When I read Christina Rossetti or her lyrical peers, I feel regret that the nineteenth century was such a poor one for English composers. The poets held up their end, supplying plenty of good material for English lieder, but no English equivalent of Debussy or Wolf appeared to take up the challenge.
The English folk tradition remained strong, though. If only I enjoyed it more. I have been greatly enjoying an updated offshoot, The Garden of Love – Songs of William Blake (2012) by the Martha Redbone Roots Project. Redbone skillfully selected and adapted a set of Blake poems, a mix of the Songs of Innocence, Songs of Experience, and some miscellaneous songs that resembled the Appalachian songs of her childhood, no longer exactly English but of course from the same source.
The entire album is available on Bandcamp. Please try “A Dream” or “The Poison Tree” if you want to hear just one.
Redbone is herself part Native-American, part African-American, and part folkie-American. Her settings blend the different sides of her background, although I really only hear the Native American elements in the background of “A Dream.” So two songs are a cappella, “I Rose Up at the Dawn of Day” becomes a spiritual (to an old tune, although I can’t identify it), some have more of an English folk flavor, while others are more American. Listeners with a strong allergy to folk will not be so happy, I guess. My allergy is mild, and I will always vote for less autoharp, but there is not so much of that here.

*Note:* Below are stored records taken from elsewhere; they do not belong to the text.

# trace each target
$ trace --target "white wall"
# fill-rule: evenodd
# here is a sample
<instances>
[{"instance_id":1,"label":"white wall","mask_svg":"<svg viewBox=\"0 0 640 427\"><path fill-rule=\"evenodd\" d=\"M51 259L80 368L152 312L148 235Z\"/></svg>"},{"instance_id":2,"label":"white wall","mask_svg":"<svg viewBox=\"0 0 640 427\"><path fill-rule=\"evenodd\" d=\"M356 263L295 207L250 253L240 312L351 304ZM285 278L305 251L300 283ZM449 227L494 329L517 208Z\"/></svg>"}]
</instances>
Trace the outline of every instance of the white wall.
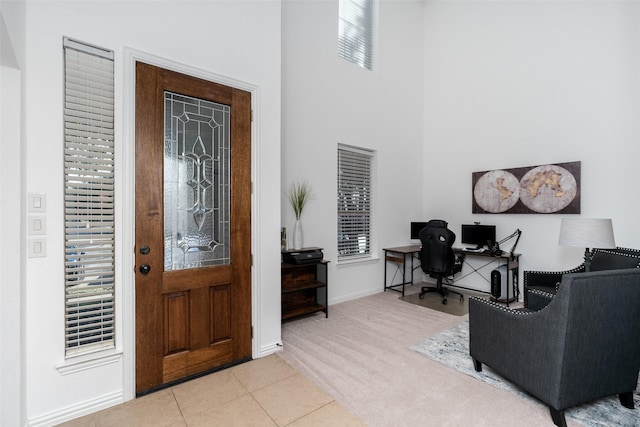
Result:
<instances>
[{"instance_id":1,"label":"white wall","mask_svg":"<svg viewBox=\"0 0 640 427\"><path fill-rule=\"evenodd\" d=\"M24 268L20 238L24 173L21 132L25 7L0 2L0 425L21 425L24 419L24 313L20 286Z\"/></svg>"},{"instance_id":2,"label":"white wall","mask_svg":"<svg viewBox=\"0 0 640 427\"><path fill-rule=\"evenodd\" d=\"M376 151L374 255L406 244L422 219L422 9L381 1L375 70L340 59L338 2L284 1L282 18L282 190L308 179L302 214L305 246L324 248L329 301L380 292L383 263L337 265L338 143ZM293 231L286 197L282 225Z\"/></svg>"},{"instance_id":3,"label":"white wall","mask_svg":"<svg viewBox=\"0 0 640 427\"><path fill-rule=\"evenodd\" d=\"M9 12L13 18L7 3L13 6L2 2L2 16ZM132 349L122 340L133 333L130 321L121 321L118 330L122 357L68 375L56 369L64 361L63 36L115 51L122 98L131 85L125 48L259 88L254 354L266 354L280 340L278 233L281 225L293 226L282 198L293 179L308 178L313 186L315 197L303 214L305 243L324 247L332 261L330 302L382 289L382 260L337 266L338 143L377 152L378 256L383 247L408 243L410 221L439 217L454 230L470 221L495 223L498 237L520 228L523 269L572 267L582 251L557 245L559 215L472 215L470 184L474 171L574 160L582 161L582 215L613 218L618 244L640 247L634 188L640 157L637 2L459 1L425 2L422 8L417 1L383 0L374 72L337 57L336 0L284 1L282 10L277 0L27 4L26 38L20 37L23 21L6 21L8 33L18 35L12 42L21 67L20 75L13 69L9 75L27 86L17 132L26 142L21 155L28 159L19 172L27 177L21 200L27 192L47 194L48 256L26 259L22 253L28 273L11 273L8 280L2 270L0 296L4 308L7 295L24 293L20 332L26 351L20 362L27 378L20 405L30 425L54 424L126 399L132 380L126 367ZM5 145L4 120L15 117L5 113L6 82L0 156L15 153ZM116 123L126 150L132 141L123 127L131 118L123 102L118 101ZM16 131L9 135L14 138ZM2 173L4 183L4 167ZM124 188L133 191L133 183ZM0 187L3 208L6 189ZM4 212L2 254L15 250L4 239ZM19 229L23 221L14 216L9 224ZM120 286L132 285L131 277L123 274L123 279ZM16 289L20 282L25 287ZM11 320L20 319L13 312ZM3 366L7 345L19 346L17 339L3 332ZM7 384L19 380L1 372L4 398ZM15 419L5 417L4 406L2 421Z\"/></svg>"},{"instance_id":4,"label":"white wall","mask_svg":"<svg viewBox=\"0 0 640 427\"><path fill-rule=\"evenodd\" d=\"M63 337L62 38L115 51L120 242L132 230L132 64L130 49L257 88L254 99L254 356L280 341L280 20L279 1L28 2L26 14L26 192L47 196L47 256L26 259L27 418L50 425L132 397L134 325L130 247L121 247L116 286L118 350L69 366ZM122 161L122 157L121 157ZM131 241L131 240L129 240ZM123 271L124 270L124 271ZM3 286L5 284L3 283ZM124 297L122 297L124 295ZM4 339L4 337L3 337ZM71 372L66 372L72 368ZM85 369L86 368L86 369Z\"/></svg>"},{"instance_id":5,"label":"white wall","mask_svg":"<svg viewBox=\"0 0 640 427\"><path fill-rule=\"evenodd\" d=\"M520 228L521 271L574 267L562 215L472 214L471 173L579 160L581 216L640 248L640 3L429 2L424 25L426 216Z\"/></svg>"},{"instance_id":6,"label":"white wall","mask_svg":"<svg viewBox=\"0 0 640 427\"><path fill-rule=\"evenodd\" d=\"M19 424L22 364L20 296L20 70L0 66L0 424ZM16 183L18 185L16 185ZM11 284L14 286L6 286Z\"/></svg>"}]
</instances>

Redbone’s singing is the highlight of the album, but she did an outstanding job of choosing texts. It all sounds so natural. For example, this is Redbone’s “The Garden of Love”:
I laid me down upon a bank
Where love lay sleeping
I heard among the rushes dank
Weeping Weeping
Then I went to the heath & the wild
To the thistles & thorns of the waste
And they told me how they were beguild
Driven out & compeld to be chaste
I went to the Garden of Love,
And saw what I never had seen;
A Chapel was built in the midst,
Where I used to play on the green.
And the gates of this Chapel were shut,
And ‘Thou shalt not’ writ over the door;
So I turned to the Garden of Love
That so many sweet flowers bore.
And I saw it was filled with graves,
And tombstones where flowers should be;
And Priests in black gowns were walking their rounds,
And binding with briars my joys & desires.
William Blake’s poem of the same title does not begin until the third stanza. The first two stanzas are from an entirely different Blake poem that now feels like it should be part of “Garden of Love.” Maybe it once was. I do not know the history of the text. Perhaps Redbone intuited (or researched) Blake’s edits.
For contrast, tryout Allen Ginsberg Sings William Blake (1970), available at UbuWeb, a run at Blake from an entirely different direction. Ginsberg wanted to capture or create the Dionysian Blake. Fauns dancing in the forest glade in the moonlight is the idea. Primeval musical chaos. The musicians (aside from creaky Ginsberg) are pros – Bob Dorough, Don Cherry, Elvin Jones! – so the cacophony is intentional. I will point to “Laughing Song” as one that gets especially close to the ecstatic state that was Ginsberg’s goal.
Both albums are legitimate, insightful interpretations of William Blake. Redbone’s is a lot less likely to clear the room, more likely to be played for pleasure.
The scan of "The Garden of Love" is from Wiki.